By Shalina Chatlani for Stateline
- At least 70.8 million people are enrolled in Medicaid
- The new Trump law will reduce Medicaid spending by $149B over the next decade
President Donald Trump’s new tax and spending law will likely force more than half the states to reduce payments to doctors and hospitals that treat Medicaid patients, a change critics warn will be particularly harmful to rural hospitals struggling to stay afloat. Medicaid, the joint state-federal health insurance program for those with a low income, reimburses doctors, hospitals and nursing facilities for treating enrollees. The new law will reduce Medicaid spending by $149 billion over the next decade, and reduce Medicaid provider payments in as many as 31 states.
Why This Matters: To help providers cover losses and continue to serve poorer populations, the federal government allows the 41 states, plus the District of Columbia, that have contracted with Medicaid managed care organizations (MCOs) to run their Medicaid programs to direct them to pay providers more in some cases, as much as commercial plans. Ultimately, taxpayers cover the costs of these so-called state-directed payments and those costs are growing.
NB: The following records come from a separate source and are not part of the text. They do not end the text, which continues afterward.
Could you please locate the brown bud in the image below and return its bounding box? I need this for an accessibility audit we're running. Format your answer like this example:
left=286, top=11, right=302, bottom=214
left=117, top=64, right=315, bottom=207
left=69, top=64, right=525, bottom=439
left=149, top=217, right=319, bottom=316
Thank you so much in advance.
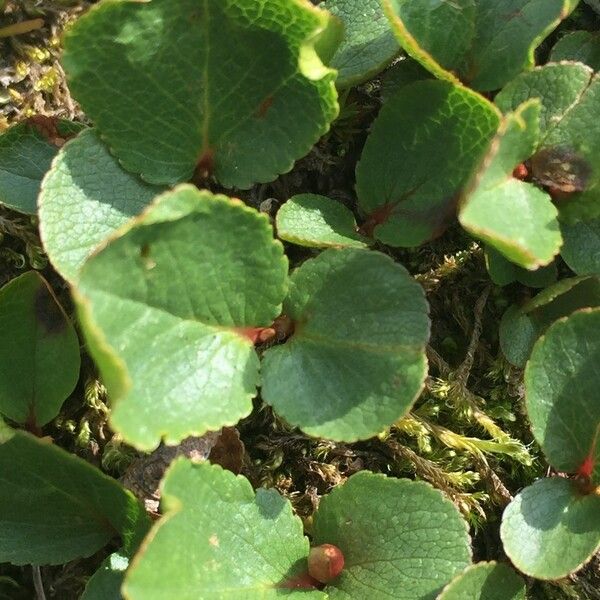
left=308, top=544, right=344, bottom=583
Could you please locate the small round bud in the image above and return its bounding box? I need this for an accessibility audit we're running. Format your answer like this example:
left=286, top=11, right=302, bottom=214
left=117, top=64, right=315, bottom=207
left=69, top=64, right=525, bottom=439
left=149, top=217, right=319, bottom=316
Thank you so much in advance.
left=308, top=544, right=344, bottom=583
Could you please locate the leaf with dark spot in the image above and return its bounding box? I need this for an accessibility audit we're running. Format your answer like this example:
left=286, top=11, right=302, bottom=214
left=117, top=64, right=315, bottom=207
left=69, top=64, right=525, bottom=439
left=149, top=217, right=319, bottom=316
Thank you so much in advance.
left=0, top=271, right=80, bottom=426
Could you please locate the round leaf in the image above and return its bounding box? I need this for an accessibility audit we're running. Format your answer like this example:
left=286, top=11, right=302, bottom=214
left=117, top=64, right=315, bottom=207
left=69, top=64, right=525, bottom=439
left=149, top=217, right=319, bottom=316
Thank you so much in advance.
left=0, top=424, right=148, bottom=565
left=485, top=246, right=558, bottom=288
left=0, top=271, right=80, bottom=427
left=262, top=248, right=429, bottom=441
left=313, top=471, right=471, bottom=600
left=496, top=63, right=600, bottom=221
left=383, top=0, right=577, bottom=91
left=0, top=123, right=58, bottom=215
left=494, top=63, right=593, bottom=138
left=356, top=81, right=500, bottom=247
left=276, top=194, right=368, bottom=248
left=123, top=459, right=325, bottom=600
left=459, top=100, right=562, bottom=269
left=39, top=129, right=161, bottom=282
left=500, top=277, right=600, bottom=367
left=321, top=0, right=400, bottom=88
left=63, top=0, right=338, bottom=188
left=500, top=477, right=600, bottom=579
left=76, top=186, right=287, bottom=450
left=438, top=562, right=525, bottom=600
left=525, top=309, right=600, bottom=485
left=560, top=219, right=600, bottom=275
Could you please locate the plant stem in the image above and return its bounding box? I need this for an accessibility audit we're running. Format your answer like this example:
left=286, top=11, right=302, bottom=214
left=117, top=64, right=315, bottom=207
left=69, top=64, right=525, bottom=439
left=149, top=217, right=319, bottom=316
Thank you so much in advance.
left=31, top=565, right=46, bottom=600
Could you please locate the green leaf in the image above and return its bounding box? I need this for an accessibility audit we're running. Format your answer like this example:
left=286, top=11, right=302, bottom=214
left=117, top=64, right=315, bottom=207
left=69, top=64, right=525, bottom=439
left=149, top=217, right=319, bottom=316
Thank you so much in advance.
left=262, top=248, right=429, bottom=441
left=321, top=0, right=400, bottom=88
left=550, top=31, right=600, bottom=71
left=500, top=277, right=600, bottom=367
left=525, top=309, right=600, bottom=486
left=356, top=81, right=500, bottom=247
left=485, top=246, right=558, bottom=288
left=81, top=552, right=129, bottom=600
left=313, top=471, right=471, bottom=600
left=76, top=185, right=287, bottom=450
left=0, top=123, right=58, bottom=215
left=0, top=431, right=148, bottom=565
left=438, top=562, right=525, bottom=600
left=123, top=459, right=325, bottom=600
left=39, top=129, right=162, bottom=282
left=494, top=63, right=593, bottom=141
left=500, top=477, right=600, bottom=579
left=63, top=0, right=338, bottom=188
left=560, top=219, right=600, bottom=275
left=382, top=0, right=577, bottom=91
left=459, top=100, right=562, bottom=270
left=0, top=271, right=80, bottom=428
left=380, top=56, right=432, bottom=102
left=496, top=63, right=600, bottom=221
left=276, top=194, right=369, bottom=248
left=584, top=0, right=600, bottom=14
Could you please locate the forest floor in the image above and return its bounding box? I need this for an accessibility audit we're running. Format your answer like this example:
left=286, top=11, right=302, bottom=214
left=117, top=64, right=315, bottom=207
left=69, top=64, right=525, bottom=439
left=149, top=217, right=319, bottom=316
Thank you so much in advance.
left=0, top=0, right=600, bottom=600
As of August 2024, the higher payments were projected to add $110.2 billion per year to Medicaid spending, nearly 60% more than the previous year’s projection.
Hospital leaders dispute that. Earlier this year, the American Hospital Association asserted that without the extra payments, Medicaid managed care organizations in 2023 only covered about two-thirds of the actual cost of care. Additional payments are especially critical in a rural state such as Kansas, where some researchers have found that 87% of rural hospitals are in the red and many hospitals are at risk of closure. This is because health care providers see fewer patients, which makes it hard to spread out the cost of care and make up for losses that come from serving underinsured.
Situational Awareness: With Medicaid being the primary insurer for low‑income people, hospitals may be forced to cut services, or even close, particularly in rural or underserved areas. Patients may need to travel further or wait longer for care. In a nutshell, it widens the wealth gap because nutrition, housing, and access get worse.